On Tue 20 Aug 2019 at 11:24:42 -0400, Michael Stone wrote:

> On Tue, Aug 20, 2019 at 05:57:40PM +0300, Reco wrote:
> > On Tue, Aug 20, 2019 at 10:48:44AM -0400, Michael Stone wrote:
> > > On Tue, Aug 20, 2019 at 07:31:57AM -0400, Henning Follmann wrote:
> > > > If you setup your DNS properly create SPF an DKIM almost all
> > > > providers will accept your email IF (and that's a very big if)
> > > > you do not spam.
> > > 
> > > That's a nice idea, but simply not true. You'll be ok right up until
> > > you aren't, and as a small site you have no recourse to find out what
> > > the problem is.
> > 
> > Such statement is incomplete without some examples.
> > Judging from your long history of contribution at Debian project,
> > surely you have some that can be shared with the list.
> 
> It's really hard to share specific examples without naming domains, so no.
> In general terms, It's almost unheard of to get any kind of response from
> the RFC-standard postmaster@ address these days.
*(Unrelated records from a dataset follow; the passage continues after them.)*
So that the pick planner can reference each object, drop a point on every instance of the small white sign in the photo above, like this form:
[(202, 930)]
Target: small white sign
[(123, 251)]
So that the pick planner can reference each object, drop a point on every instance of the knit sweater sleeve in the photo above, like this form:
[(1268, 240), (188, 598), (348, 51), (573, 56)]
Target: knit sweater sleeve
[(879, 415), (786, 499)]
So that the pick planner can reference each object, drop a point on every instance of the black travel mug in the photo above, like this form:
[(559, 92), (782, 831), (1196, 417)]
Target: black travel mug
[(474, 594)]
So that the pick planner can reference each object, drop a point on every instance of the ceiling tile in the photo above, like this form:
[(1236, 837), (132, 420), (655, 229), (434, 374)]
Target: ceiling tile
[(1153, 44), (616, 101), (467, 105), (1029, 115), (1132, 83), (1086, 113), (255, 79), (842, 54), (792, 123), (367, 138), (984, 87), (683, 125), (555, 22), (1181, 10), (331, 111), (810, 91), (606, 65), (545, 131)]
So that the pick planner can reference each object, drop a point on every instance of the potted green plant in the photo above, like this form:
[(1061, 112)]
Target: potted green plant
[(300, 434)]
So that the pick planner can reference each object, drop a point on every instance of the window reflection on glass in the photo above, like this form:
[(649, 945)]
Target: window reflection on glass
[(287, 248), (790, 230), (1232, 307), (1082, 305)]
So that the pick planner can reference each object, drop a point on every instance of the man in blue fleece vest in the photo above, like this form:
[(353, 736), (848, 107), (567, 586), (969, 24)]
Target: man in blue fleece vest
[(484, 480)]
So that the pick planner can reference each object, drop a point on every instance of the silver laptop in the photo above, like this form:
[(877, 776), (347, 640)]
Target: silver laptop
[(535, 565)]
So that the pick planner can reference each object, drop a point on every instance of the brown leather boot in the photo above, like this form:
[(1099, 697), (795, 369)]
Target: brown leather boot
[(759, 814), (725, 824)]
Most of the time, the best
> you can hope for is a bounce (rather than your message silently going into
> the recipient's spam box). If you're lucky the bounce will say something
> like "sender on blacklist X". If blacklist X is reasonably well known you
> can probably verify that the sender is on blacklist X. If you ask blacklist
> X why the sender is on the blacklist you'll get no response. Maybe something
> misattributed a spoofed email (relatively few sites actually care about SPF
> etc so spoofs are still extremely common), maybe someone hit the spam button
> accidently, maybe somebody doesn't like your ISP, maybe they don't like your
> country, who knows? At that point you descend into a shady world of
> extortion schemes, and need to make decisions about whether to pay third
> parties to "certify" your domain to a blacklist. In the old days losing an
> email was considered unacceptible; these days, there is so much junk that
> false positives are expected and routine. Yeah, I've been doing this for a
> long time--more than 20 years of dealing with email servers--but I don't
> really think email in its traditional form will exist much longer. Heck,
> there are even debian contributors whose personal email domains bounce
> emails from other debian contributors. Who knows if they're even aware of
> that?

The existence of an Internet swamped with spam has led to spam fighters
policing it and users demanding a means not to receive it. Between the
two, sending email directly has become more and more difficult. Spam
hasn't disappeared or been reduced, but the spam fighters have impacted
on the basic concept of email communication and are achieving what the
spammers haven't achieved - making email communication fraught and
unreliable.

-- 
Brian.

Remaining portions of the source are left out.